In today’s episode: the end of civilization as we know it… but fun!
My first John Scalzi book was Old Man’s War. It’s a super bleak sci-fi story, where everything you think you know gets cut out from under you, and the gloom of the new revealed world sort of overwhelms you. And then, by the end, it’s kind of cute and cuddly and life-affirming. Scalzi’s new series, The Interdependency, is even more oppressing than that, but it’s also funny.
Starting with The Collapsing Empire, Scalzi’s story tells of a civilization that requires faster-than-light (kinda) travel to survive across a bunch of different worlds. But all of a sudden, it starts breaking down, starting their slow but inevitable decline. General unrest, mass starvation, and war are pretty much guaranteed. And hi-jinx ensue!
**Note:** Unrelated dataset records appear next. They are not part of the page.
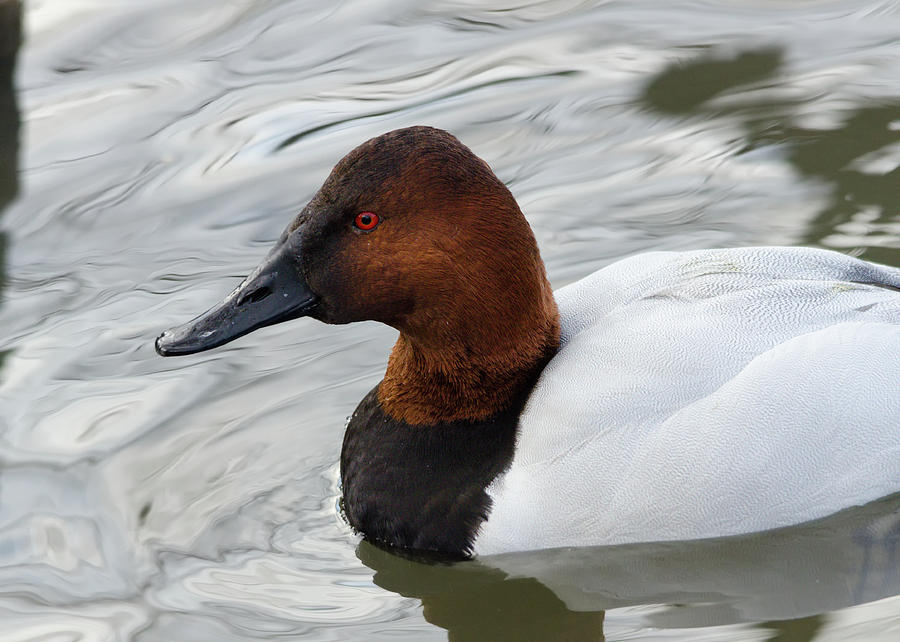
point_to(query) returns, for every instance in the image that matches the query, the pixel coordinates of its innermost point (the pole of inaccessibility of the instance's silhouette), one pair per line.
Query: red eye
(366, 220)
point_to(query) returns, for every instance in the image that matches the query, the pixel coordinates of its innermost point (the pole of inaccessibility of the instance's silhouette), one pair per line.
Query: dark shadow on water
(475, 602)
(832, 156)
(10, 39)
(782, 582)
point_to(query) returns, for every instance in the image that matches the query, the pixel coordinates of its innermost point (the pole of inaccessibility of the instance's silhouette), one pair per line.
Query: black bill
(276, 291)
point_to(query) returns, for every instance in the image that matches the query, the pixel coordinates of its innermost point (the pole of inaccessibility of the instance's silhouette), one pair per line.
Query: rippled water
(151, 151)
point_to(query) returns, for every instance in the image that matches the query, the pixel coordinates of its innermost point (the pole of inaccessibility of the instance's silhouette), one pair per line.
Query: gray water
(151, 151)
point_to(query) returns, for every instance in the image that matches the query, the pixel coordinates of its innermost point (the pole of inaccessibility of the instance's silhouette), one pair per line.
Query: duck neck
(473, 368)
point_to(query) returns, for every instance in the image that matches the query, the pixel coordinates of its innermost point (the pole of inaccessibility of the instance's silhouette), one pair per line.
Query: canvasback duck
(671, 395)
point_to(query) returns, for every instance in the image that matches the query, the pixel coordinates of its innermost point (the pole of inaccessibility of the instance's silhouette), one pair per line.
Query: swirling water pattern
(163, 145)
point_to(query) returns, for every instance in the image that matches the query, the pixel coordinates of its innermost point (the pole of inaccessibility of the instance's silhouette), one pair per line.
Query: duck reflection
(10, 39)
(841, 157)
(780, 581)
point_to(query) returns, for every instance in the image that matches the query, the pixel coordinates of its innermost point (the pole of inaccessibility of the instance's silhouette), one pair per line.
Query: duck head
(413, 230)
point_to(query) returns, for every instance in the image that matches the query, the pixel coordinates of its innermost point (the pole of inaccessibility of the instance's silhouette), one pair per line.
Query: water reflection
(781, 582)
(852, 155)
(10, 39)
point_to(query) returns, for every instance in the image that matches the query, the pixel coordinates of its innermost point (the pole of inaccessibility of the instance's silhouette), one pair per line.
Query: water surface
(149, 154)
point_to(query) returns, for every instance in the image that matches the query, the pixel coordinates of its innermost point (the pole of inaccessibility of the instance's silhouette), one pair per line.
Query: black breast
(423, 487)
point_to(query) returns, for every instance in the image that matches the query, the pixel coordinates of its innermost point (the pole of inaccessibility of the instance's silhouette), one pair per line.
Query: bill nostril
(256, 295)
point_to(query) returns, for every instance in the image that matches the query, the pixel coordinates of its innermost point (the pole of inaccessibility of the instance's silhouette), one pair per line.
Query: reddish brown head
(413, 230)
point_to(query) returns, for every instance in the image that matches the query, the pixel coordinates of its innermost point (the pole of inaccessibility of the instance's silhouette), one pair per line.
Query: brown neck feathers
(470, 362)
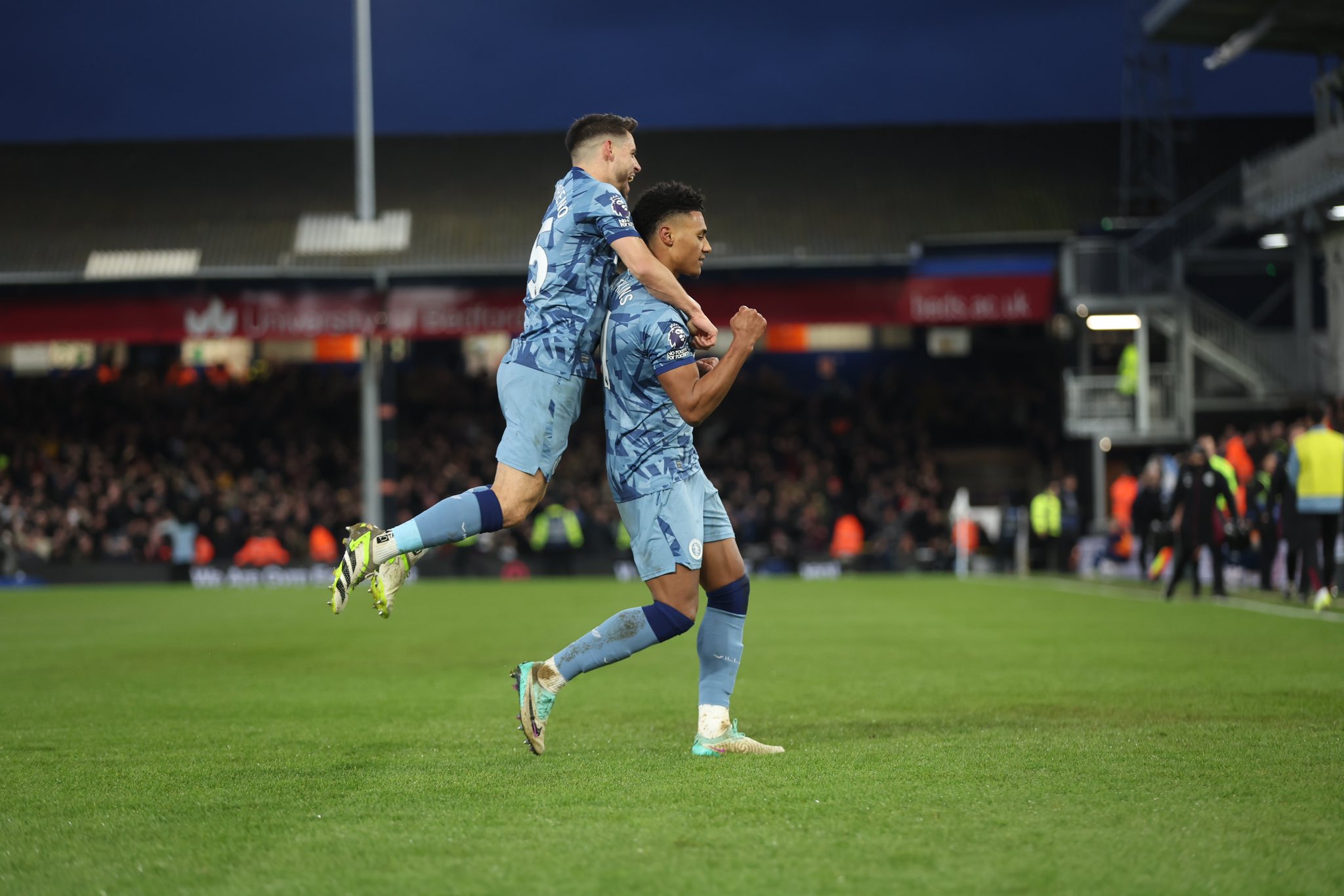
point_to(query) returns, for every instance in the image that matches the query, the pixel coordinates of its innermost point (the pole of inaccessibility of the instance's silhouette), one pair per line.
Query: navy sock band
(665, 621)
(732, 598)
(492, 518)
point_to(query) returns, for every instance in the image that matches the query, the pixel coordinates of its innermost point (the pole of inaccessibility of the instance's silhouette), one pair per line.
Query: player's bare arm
(637, 258)
(696, 397)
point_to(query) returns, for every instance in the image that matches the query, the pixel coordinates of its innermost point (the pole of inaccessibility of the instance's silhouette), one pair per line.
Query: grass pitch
(994, 737)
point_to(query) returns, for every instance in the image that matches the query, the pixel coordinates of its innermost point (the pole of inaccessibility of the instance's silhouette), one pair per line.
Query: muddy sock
(621, 636)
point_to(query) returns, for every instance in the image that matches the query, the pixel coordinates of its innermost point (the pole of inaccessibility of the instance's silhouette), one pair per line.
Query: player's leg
(1330, 535)
(1215, 554)
(1313, 563)
(538, 413)
(662, 554)
(721, 637)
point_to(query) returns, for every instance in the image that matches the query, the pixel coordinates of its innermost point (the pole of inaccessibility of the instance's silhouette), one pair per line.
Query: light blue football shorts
(538, 413)
(673, 527)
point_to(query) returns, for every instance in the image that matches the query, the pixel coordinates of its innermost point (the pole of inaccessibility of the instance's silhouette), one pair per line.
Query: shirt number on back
(536, 281)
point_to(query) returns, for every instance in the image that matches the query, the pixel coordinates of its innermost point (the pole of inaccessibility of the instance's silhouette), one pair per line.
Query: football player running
(679, 528)
(541, 380)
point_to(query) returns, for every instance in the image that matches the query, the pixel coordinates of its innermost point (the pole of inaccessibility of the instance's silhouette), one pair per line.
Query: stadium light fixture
(142, 264)
(1114, 321)
(347, 235)
(1237, 46)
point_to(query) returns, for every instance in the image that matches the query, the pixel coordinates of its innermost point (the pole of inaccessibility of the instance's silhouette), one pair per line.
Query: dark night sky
(180, 69)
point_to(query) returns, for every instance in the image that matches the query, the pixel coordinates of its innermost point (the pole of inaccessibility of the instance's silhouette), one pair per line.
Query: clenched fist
(706, 333)
(747, 325)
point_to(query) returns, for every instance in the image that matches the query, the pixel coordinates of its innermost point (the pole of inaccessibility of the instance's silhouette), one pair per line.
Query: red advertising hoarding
(442, 312)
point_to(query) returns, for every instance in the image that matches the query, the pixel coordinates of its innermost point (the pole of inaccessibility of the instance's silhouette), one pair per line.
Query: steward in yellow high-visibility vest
(556, 528)
(1222, 466)
(1127, 378)
(1316, 470)
(1046, 514)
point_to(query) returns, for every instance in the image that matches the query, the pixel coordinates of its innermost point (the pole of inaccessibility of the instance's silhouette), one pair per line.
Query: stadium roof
(776, 198)
(1297, 26)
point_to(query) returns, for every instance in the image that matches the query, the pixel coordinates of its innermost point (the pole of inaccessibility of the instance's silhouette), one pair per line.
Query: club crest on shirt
(679, 342)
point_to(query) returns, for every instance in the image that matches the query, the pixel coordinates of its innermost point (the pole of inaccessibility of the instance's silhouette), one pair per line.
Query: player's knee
(732, 598)
(516, 507)
(667, 621)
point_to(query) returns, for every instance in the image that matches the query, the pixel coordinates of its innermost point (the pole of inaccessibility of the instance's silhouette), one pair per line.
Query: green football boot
(356, 563)
(534, 706)
(390, 578)
(730, 741)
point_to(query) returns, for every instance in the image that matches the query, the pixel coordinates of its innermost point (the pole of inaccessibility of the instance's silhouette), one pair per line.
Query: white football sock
(714, 720)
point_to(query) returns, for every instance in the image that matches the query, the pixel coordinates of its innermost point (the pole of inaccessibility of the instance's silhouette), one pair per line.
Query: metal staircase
(1215, 360)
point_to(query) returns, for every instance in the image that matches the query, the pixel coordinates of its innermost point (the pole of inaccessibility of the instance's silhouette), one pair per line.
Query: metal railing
(1095, 407)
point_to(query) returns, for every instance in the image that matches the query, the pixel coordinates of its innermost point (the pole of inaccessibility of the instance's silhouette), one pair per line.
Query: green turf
(998, 737)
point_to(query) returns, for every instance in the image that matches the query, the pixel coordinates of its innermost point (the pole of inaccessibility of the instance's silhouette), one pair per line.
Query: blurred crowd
(147, 466)
(1234, 495)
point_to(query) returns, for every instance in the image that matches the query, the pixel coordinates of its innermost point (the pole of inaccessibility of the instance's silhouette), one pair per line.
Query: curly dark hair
(660, 202)
(597, 125)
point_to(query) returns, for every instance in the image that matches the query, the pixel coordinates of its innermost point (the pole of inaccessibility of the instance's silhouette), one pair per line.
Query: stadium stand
(780, 198)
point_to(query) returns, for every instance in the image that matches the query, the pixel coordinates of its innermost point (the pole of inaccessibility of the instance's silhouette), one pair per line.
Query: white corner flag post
(371, 443)
(961, 511)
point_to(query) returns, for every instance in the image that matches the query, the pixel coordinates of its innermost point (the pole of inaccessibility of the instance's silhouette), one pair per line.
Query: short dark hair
(597, 125)
(660, 202)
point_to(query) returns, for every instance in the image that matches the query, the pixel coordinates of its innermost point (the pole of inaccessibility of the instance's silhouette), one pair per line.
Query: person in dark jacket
(1148, 512)
(1198, 489)
(1263, 510)
(1291, 528)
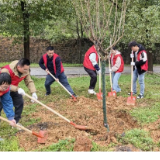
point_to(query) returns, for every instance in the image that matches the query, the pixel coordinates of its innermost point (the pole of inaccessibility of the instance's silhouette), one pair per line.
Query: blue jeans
(62, 78)
(115, 79)
(141, 82)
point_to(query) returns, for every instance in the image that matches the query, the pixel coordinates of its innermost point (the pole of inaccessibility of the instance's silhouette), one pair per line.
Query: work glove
(132, 63)
(21, 91)
(34, 95)
(132, 55)
(99, 72)
(12, 123)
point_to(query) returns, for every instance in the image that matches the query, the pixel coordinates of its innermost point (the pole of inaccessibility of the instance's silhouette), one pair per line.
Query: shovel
(131, 100)
(74, 98)
(112, 93)
(73, 124)
(42, 136)
(100, 94)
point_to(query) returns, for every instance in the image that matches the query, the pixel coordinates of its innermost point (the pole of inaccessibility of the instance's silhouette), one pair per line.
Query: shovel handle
(25, 129)
(59, 83)
(47, 108)
(132, 75)
(110, 73)
(100, 85)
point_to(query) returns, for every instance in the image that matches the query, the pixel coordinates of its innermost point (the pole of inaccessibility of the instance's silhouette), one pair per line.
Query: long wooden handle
(48, 108)
(100, 79)
(132, 76)
(25, 129)
(110, 72)
(59, 83)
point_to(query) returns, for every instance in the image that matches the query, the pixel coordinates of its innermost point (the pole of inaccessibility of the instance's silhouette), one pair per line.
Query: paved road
(78, 71)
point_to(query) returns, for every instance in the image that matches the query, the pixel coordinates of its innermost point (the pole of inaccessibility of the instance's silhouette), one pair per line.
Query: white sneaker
(92, 92)
(18, 127)
(1, 140)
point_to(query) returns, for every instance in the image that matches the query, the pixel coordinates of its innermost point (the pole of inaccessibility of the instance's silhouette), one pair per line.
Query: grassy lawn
(146, 114)
(34, 65)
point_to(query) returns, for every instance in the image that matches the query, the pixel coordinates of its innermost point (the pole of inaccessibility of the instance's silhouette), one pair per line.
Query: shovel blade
(112, 94)
(131, 101)
(43, 134)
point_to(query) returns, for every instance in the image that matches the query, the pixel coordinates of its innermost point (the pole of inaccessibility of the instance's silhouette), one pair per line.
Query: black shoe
(74, 95)
(140, 97)
(133, 94)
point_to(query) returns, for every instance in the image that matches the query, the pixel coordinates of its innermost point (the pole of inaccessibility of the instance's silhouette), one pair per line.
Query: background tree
(103, 22)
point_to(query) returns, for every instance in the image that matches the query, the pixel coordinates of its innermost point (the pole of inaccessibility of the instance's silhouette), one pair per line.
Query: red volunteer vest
(4, 92)
(15, 79)
(87, 63)
(54, 62)
(145, 66)
(121, 69)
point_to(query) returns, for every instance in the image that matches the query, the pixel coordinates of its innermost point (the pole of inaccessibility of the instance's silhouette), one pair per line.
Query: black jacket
(141, 62)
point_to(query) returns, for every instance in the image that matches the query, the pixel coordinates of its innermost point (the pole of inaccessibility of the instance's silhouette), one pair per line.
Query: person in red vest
(117, 64)
(52, 62)
(92, 68)
(140, 67)
(5, 98)
(19, 71)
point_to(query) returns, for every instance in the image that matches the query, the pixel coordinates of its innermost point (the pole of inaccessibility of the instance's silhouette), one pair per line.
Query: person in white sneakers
(19, 71)
(117, 64)
(140, 66)
(92, 68)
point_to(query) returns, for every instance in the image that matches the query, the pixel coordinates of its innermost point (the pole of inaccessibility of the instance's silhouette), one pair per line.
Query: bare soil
(87, 112)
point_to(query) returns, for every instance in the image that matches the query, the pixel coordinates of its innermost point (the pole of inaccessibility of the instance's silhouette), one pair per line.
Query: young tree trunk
(26, 30)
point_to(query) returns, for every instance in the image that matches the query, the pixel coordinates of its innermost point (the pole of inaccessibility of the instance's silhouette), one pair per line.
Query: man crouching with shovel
(5, 98)
(19, 71)
(52, 64)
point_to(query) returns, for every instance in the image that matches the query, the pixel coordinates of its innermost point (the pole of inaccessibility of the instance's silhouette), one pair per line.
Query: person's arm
(143, 60)
(117, 65)
(30, 84)
(8, 106)
(92, 58)
(41, 64)
(13, 88)
(58, 67)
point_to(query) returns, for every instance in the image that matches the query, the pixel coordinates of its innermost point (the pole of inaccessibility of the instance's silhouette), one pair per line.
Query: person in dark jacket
(5, 98)
(52, 62)
(140, 67)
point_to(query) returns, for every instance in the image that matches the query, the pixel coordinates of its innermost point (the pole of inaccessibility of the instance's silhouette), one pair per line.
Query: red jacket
(4, 92)
(15, 79)
(54, 62)
(121, 69)
(87, 63)
(145, 66)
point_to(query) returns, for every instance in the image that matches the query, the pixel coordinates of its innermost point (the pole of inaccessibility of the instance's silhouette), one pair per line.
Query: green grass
(139, 138)
(146, 113)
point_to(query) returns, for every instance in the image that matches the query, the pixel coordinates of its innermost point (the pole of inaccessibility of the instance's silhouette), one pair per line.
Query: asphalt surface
(79, 71)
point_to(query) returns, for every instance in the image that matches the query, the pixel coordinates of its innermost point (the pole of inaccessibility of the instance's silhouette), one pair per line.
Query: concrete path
(79, 71)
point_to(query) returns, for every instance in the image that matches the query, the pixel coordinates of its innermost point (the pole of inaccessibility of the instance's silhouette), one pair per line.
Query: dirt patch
(128, 148)
(154, 130)
(83, 144)
(85, 111)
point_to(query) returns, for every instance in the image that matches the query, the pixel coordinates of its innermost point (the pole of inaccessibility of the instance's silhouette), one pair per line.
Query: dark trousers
(18, 104)
(93, 75)
(63, 80)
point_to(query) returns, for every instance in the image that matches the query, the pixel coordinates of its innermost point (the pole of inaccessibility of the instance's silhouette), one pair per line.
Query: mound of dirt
(85, 111)
(83, 144)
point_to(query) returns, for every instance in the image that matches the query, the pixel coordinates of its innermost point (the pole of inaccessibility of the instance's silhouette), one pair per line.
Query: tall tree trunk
(26, 30)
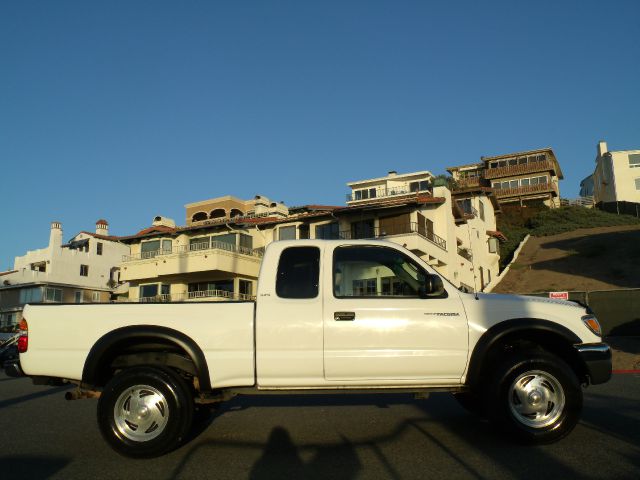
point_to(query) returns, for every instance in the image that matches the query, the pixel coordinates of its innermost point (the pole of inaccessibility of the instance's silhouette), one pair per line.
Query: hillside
(598, 258)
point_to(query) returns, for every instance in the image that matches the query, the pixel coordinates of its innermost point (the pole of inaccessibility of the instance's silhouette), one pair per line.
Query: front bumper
(597, 359)
(12, 369)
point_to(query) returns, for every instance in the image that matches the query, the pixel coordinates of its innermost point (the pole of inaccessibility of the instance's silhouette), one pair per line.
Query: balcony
(375, 193)
(186, 259)
(467, 208)
(514, 170)
(526, 190)
(202, 295)
(397, 229)
(195, 247)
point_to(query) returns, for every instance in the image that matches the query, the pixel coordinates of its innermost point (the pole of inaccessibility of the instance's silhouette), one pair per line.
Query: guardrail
(195, 247)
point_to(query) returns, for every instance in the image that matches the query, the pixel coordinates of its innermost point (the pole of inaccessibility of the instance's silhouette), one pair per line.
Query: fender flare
(108, 344)
(508, 327)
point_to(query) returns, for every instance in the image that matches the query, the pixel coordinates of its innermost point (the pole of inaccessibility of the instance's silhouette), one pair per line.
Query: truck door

More than in any of previous book, Scalzi really taps into his inner Douglas Adams here. He’s clearly having a blast writing this. As bleak as the story is, the tone is conversational, wry, and sometimes silly. The heroes are clever and kind (mostly), and the action is elaborate and bracing. In a way it reminds of a goofier version of the Expanse. I was struggling to explain that series to a friend a few years ago, so I said, “things go wrong in space.” Feels like that’s the germ of the ideas for both series, but the real story is in what happens next — in how good people react, how they work together, and what they build when they’ve got to build something. Funny how that something usually looks a lot like a family.
The Collapsing Empire and The Consuming Fire are available for purchase now. The third and final book in the series, The Last Emperox, comes out next month. On April 1, you can get the Collapsing Empire for free through Tor Books.